The most important principle of terroir is however little covered in this or any other text I've come across. Presumably there are a lot of texts in French on the subject. Meaning that basically, the soil is everything. Understanding your landscape before you plant will more likely result in success. You can grow grapes in any soil very easily. The question is, whether those grapes are what you want in terms of flavour, acidity, sugar levels etc, and this is largely dependent on the soil. The key principle most authors don't emphasize enough is that their experience is entirely unique to their land. In other words, what works for them, doesn't necessarily work for someone else, and this is why you get so many seemingly conflicting opinions on how to grow grapes. My advice would be to read around the subject, including books like this, so get a taste of the different opinions and methods employed.

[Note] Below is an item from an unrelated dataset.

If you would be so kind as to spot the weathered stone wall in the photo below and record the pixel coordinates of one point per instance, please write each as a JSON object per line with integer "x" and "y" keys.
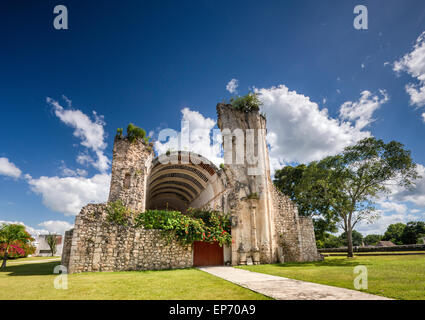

Speak to local winemakers (i.e. people growing them in similar soils in back gardens and allotments close to your land) for advice. Speak to British vineyards, and importers of grapevines. This will give you an overall picture and several options. Instead of getting confused will all the information, come up with several options of vine training styles, vine spacing, soil amendments, and vine varieties and setup an experiment by planting a few of each. Then over a period of 2-3 years, you will see which ones grow best in your soil. Then remove the less successful ones and replace with those that seem to do well. Growing vines as a hobby is a lot to take on if you want good wine. If you just want any old variable plonk, just stick a cutting in the ground and let it go.